First a disclosure: I am a knife snob so take my comment with a grain of salt. The design of this knife is excelent adn the emerson wave is the best opening gimic around in my opinion. The problem withthis knife is the cheap steel used on the blade. It will not hold an edge for very long...of course it is only $22 bucks and as $22 knives go i don;t think you could do better than this. I would like to see a drop for a proper Emerson knife. Last I checked they make their knives from CM154 which while not the best, is an excelent knife steel.
Ganzos 440c is well treated, and the axis lock up is solid as a rock. $14 for a $140 Rift knock off, is a steal. I have 2 Ganzo flippers, and after a bit of refining, they honestly are a solid knife, and amazing value. They sharpen well, everything is centered . And I ain't worried about losing it. Main issue was slightly canted blade geometry, which was fixed in 10 minutes, and they are slow to open (I use an automatic microtech or HTM, or ikbs spyderco as my edc) . Anyone that wants a cheap, good quality flipper should be looking at them. They are the current bargain.
Glad you are happy with them. As a Knife collector, user, and maker, I have found no better opening design than the emerson wave. Blade is safely deployed faster than any automatic knife I own or have ever played with since drawing it from your pocket deploys the blade. With an automatic you have to draw it, find the button, and press it. Emerson wave is legal everywhere unlike automatic and assisted opening kinves. For the price, you should try this kershaw version. I am certain that once you do you will likely want to buy a proper emerson. They typically use 154CM for their blades.

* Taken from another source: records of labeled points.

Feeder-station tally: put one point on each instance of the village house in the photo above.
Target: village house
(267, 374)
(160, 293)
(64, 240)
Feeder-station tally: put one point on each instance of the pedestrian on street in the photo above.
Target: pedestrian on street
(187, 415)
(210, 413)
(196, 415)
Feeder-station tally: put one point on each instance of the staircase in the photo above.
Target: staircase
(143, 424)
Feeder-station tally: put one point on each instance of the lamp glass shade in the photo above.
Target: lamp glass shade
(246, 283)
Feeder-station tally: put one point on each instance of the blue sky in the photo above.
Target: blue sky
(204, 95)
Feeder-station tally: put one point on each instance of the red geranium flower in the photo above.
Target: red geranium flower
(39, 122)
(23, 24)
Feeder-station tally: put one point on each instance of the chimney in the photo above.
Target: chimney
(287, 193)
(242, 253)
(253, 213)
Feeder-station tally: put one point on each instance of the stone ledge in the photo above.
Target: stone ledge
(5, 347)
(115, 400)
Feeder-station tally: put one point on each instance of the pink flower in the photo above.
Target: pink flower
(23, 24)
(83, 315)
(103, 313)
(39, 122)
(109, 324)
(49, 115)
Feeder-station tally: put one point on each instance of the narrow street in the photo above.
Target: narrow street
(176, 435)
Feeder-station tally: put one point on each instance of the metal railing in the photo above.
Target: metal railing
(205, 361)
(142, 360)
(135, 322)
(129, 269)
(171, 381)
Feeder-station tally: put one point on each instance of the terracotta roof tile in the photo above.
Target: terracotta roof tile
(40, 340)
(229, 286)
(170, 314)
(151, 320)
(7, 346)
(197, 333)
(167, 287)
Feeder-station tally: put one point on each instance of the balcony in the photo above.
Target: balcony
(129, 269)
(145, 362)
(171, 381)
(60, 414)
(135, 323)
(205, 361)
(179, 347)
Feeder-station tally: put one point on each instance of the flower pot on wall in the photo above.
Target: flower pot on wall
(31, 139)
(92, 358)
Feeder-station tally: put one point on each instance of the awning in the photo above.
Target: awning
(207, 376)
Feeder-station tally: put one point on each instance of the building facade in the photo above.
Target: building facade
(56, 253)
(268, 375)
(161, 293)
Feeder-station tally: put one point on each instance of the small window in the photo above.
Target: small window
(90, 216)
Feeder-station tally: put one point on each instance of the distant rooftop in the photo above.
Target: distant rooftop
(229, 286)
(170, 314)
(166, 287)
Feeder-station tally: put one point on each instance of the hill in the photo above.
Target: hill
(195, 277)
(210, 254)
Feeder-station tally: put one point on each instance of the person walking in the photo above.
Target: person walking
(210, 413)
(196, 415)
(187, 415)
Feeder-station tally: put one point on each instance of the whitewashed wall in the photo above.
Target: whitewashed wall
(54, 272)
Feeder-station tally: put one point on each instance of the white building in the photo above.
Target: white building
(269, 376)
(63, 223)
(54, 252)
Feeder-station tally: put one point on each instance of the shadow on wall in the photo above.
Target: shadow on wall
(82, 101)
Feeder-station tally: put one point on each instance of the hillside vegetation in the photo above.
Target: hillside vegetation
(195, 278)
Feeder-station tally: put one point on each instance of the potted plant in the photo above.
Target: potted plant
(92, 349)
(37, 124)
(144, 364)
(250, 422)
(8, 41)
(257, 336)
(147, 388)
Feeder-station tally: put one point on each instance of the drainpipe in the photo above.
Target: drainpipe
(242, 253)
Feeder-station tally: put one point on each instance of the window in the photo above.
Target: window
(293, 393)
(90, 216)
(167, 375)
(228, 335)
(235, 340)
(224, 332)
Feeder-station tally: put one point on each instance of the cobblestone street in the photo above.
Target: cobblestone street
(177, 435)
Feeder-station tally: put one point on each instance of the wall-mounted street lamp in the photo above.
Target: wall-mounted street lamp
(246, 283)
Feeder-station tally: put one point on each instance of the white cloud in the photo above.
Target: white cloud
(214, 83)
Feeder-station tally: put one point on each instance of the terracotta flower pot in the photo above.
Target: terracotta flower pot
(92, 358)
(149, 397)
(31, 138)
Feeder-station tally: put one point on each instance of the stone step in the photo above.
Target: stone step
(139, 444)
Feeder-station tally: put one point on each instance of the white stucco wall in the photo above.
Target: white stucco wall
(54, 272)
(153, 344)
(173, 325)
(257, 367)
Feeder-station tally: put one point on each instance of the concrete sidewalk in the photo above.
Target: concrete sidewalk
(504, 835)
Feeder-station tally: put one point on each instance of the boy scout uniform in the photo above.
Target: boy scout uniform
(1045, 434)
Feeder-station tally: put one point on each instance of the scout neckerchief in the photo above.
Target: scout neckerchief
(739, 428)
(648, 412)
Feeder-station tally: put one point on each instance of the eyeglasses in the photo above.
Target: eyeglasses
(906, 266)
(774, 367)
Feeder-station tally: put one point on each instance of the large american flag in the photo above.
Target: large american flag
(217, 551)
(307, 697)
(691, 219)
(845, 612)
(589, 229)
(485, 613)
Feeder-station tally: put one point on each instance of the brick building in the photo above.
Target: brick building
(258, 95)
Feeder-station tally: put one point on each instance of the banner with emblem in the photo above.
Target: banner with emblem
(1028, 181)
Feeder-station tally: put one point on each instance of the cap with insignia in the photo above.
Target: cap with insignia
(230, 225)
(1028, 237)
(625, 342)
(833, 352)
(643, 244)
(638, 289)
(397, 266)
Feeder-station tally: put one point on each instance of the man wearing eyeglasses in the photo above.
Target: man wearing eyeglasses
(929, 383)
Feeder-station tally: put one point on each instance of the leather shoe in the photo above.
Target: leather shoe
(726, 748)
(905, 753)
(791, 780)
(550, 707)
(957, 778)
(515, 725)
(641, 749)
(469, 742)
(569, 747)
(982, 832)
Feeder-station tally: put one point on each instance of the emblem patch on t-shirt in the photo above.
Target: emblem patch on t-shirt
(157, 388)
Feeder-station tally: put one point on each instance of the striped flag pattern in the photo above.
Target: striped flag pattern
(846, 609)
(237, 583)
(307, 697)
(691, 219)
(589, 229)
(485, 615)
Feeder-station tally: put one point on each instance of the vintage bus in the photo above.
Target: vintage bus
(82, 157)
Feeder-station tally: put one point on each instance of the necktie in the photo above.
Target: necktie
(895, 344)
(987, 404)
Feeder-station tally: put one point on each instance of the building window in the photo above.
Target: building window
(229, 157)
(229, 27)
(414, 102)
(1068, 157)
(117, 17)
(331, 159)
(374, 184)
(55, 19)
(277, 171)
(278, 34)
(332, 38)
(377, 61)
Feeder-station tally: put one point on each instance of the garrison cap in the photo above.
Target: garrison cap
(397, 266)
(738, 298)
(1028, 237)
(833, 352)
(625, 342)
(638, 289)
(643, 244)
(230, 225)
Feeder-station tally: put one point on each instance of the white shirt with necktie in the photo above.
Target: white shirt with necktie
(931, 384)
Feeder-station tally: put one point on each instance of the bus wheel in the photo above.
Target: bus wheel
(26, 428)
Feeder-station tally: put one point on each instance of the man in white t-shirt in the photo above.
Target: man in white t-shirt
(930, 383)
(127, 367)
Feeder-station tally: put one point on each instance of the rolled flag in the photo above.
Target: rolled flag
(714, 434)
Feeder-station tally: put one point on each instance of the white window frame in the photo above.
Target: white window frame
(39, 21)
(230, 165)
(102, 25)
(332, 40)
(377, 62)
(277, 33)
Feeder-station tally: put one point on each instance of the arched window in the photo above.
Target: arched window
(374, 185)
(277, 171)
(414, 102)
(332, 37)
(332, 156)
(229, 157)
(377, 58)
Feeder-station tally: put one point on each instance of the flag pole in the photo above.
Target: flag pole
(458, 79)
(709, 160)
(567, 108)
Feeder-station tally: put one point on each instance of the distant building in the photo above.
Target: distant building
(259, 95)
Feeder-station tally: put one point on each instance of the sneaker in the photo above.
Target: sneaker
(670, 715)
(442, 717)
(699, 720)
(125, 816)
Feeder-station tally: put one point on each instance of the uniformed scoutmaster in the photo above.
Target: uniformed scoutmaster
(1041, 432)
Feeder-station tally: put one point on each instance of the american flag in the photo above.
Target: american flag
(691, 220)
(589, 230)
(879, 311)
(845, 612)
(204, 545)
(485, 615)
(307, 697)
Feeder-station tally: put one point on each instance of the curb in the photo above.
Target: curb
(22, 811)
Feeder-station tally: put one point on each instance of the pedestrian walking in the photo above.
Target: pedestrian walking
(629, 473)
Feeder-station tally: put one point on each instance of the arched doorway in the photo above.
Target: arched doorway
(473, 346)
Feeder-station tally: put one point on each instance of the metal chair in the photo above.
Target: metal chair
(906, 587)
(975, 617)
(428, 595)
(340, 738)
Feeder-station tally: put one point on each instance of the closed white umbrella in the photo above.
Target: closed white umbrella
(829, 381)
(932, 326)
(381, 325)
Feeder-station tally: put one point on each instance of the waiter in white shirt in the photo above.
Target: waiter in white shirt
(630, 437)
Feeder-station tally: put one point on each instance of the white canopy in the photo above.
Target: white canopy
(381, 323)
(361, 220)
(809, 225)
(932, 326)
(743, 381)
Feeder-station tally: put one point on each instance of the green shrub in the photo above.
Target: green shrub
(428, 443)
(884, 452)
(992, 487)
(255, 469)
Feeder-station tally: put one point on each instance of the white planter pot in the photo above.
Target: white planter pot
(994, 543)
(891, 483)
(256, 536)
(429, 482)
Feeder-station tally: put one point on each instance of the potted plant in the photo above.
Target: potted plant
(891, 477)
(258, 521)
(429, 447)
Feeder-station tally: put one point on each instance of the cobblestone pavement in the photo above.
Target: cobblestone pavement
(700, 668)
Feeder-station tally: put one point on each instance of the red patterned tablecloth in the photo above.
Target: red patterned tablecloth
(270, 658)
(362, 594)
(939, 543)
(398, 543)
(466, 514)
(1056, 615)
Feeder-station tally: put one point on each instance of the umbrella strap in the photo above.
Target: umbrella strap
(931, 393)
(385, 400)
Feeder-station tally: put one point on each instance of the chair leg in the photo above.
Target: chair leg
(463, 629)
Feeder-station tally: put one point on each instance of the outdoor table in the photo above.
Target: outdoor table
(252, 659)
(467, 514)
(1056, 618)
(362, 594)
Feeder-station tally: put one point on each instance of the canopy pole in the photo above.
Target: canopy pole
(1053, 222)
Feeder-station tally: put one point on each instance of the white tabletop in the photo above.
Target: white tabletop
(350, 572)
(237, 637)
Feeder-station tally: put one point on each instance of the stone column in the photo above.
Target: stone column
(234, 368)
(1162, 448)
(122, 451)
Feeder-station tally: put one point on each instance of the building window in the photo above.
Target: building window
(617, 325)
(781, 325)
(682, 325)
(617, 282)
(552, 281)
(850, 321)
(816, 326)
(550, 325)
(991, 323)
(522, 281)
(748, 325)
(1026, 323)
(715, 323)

...except that you just acknowledged that you're buying a ripped off design from a Chinese company, instead of buying from an American company. If Ganzo starts producing original designs, they would be worth looking at.
Heh, I never said Benchmade was good value for money. Ganzo is! Neither was I grading them on originality. What was your argument again? That things have to be original to be good/sell well? Hmm, that goes against every pop record/Oscar movie ever.